Flattering to Deceive: The Impact of Sycophantic Behavior on User Trust in Large Language Model
María Victoria Carro
TL;DR
This study examines how sycophantic outputs from a large language model affect user trust. By contrasting a sycophancy-tuned GPT with standard ChatGPT in a three-part task (N=100) and measuring both demonstrated usage and pre/post self-reported trust (TAI), the authors show that sycophantic behavior diminishes both actual trust and perceived trust, even when users can verify answers. The findings reveal a disconnect between immediate appeal of agreement and longer-term trust in AI, highlighting the need for robust alignment and mitigation of reward-hacking tendencies. Overall, the work demonstrates that prioritizing user alignment at the expense of factual accuracy can erode trust, guiding future design of safer, more trustworthy AI systems.
Abstract
Sycophancy refers to the tendency of a large language model to align its outputs with the user's perceived preferences, beliefs, or opinions, in order to look favorable, regardless of whether those statements are factually correct. This behavior can lead to undesirable consequences, such as reinforcing discriminatory biases or amplifying misinformation. Given that sycophancy is often linked to human feedback training mechanisms, this study explores whether sycophantic tendencies negatively impact user trust in large language models or, conversely, whether users consider such behavior as favorable.
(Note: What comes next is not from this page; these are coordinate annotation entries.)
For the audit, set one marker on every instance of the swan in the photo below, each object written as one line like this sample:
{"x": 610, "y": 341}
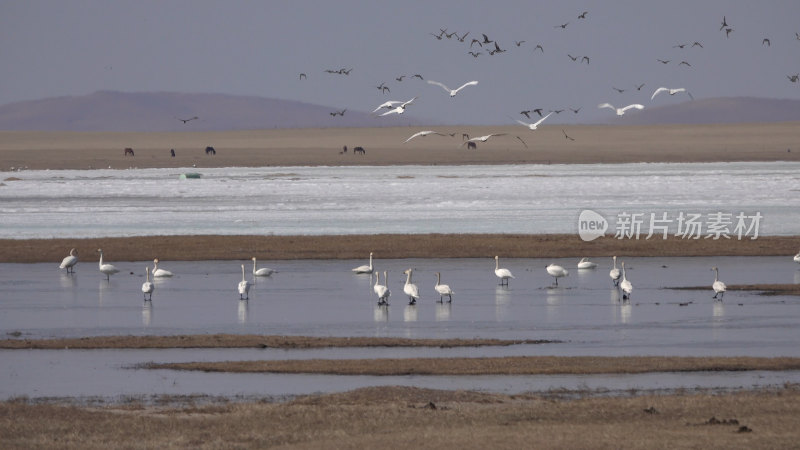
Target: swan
{"x": 625, "y": 285}
{"x": 244, "y": 287}
{"x": 620, "y": 111}
{"x": 557, "y": 271}
{"x": 160, "y": 273}
{"x": 364, "y": 269}
{"x": 107, "y": 269}
{"x": 69, "y": 261}
{"x": 614, "y": 273}
{"x": 410, "y": 289}
{"x": 262, "y": 272}
{"x": 671, "y": 92}
{"x": 453, "y": 92}
{"x": 501, "y": 272}
{"x": 147, "y": 286}
{"x": 424, "y": 133}
{"x": 535, "y": 125}
{"x": 718, "y": 286}
{"x": 381, "y": 290}
{"x": 443, "y": 289}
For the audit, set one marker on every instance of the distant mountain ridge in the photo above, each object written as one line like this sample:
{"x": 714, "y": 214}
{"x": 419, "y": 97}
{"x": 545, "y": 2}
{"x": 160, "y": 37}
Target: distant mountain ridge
{"x": 162, "y": 111}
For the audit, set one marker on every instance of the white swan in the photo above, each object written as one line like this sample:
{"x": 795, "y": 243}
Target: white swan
{"x": 625, "y": 285}
{"x": 160, "y": 273}
{"x": 718, "y": 286}
{"x": 556, "y": 271}
{"x": 364, "y": 269}
{"x": 620, "y": 111}
{"x": 148, "y": 287}
{"x": 670, "y": 91}
{"x": 453, "y": 92}
{"x": 107, "y": 269}
{"x": 424, "y": 133}
{"x": 244, "y": 287}
{"x": 443, "y": 289}
{"x": 262, "y": 272}
{"x": 501, "y": 272}
{"x": 381, "y": 290}
{"x": 69, "y": 261}
{"x": 614, "y": 273}
{"x": 535, "y": 125}
{"x": 410, "y": 289}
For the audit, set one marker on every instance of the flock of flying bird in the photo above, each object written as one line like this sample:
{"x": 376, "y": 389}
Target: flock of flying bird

To investigate this, we instructed one group of participants to answer ground-truth questions with the assistance of a GPT specifically designed to provide sycophantic responses, while another group used the standard version of ChatGPT. Initially, participants were required to use the language model, after which they were given the option to continue using it if they found it trustworthy and useful. Trust was measured through both demonstrated actions and self-reported perceptions. The findings consistently show that participants exposed to sycophantic behavior reported and exhibited lower levels of trust compared to those who interacted with the standard version of the model, despite the opportunity to verify the accuracy of the model's output.